Chelsea Clinton visits Flint; mayor touts water program
Flint — Chelsea Clinton said Friday it is “ludicrous” that Flint residents may have to wait behind recently flood-ravaged Louisiana for federal emergency aid to fix the city’s drinking water supply after lead was discovered a year ago.
“Are we really in the business in this country in determining which of our children deserve emergency relief where there is an emergency?” the daughter of Hillary Clinton said during a visit to Flint for her mother’s Democratic presidential campaign.
Chelsea Clinton, U.S. Rep. Dan Kildee, D-Flint Township, and Flint Mayor Karen Weaver used a mid-day news conference at a Flint church to draw attention to the lack of federal aid for the city in a short-term federal budget bill authored by Senate Republicans.

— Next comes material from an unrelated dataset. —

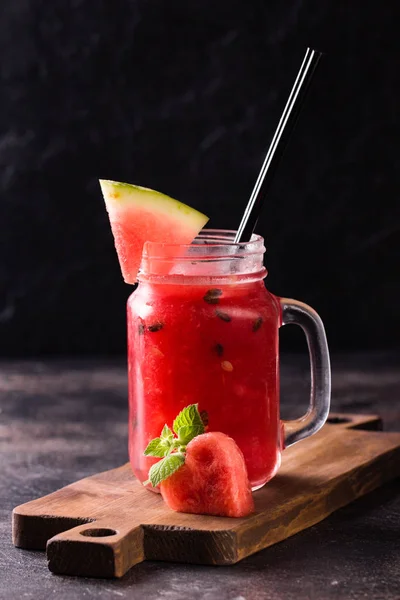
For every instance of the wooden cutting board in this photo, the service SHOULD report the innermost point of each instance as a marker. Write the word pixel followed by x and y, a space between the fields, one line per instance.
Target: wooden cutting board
pixel 103 525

U.S. Sen. Bill Cassidy, a Louisiana Republican, said earlier this week that federal aid for Flint should wait until the December “lame duck” session and he has worked to separate it from aid for his state’s August flood damage.
“The notion that two years of crisis somehow diminishes its urgency is ridiculous,” said Kildee, D-Flint Township. “Two years. For God’s sake. It’s a moral outrage. We’ve been waiting.”
Senate Majority Leader Mitch McConnell, R-Kentucky, defended the short-term funding agreement as a “clean extension” that doesn’t add a lot of other spending requests and that is intended to prevent an election-year government shutdown.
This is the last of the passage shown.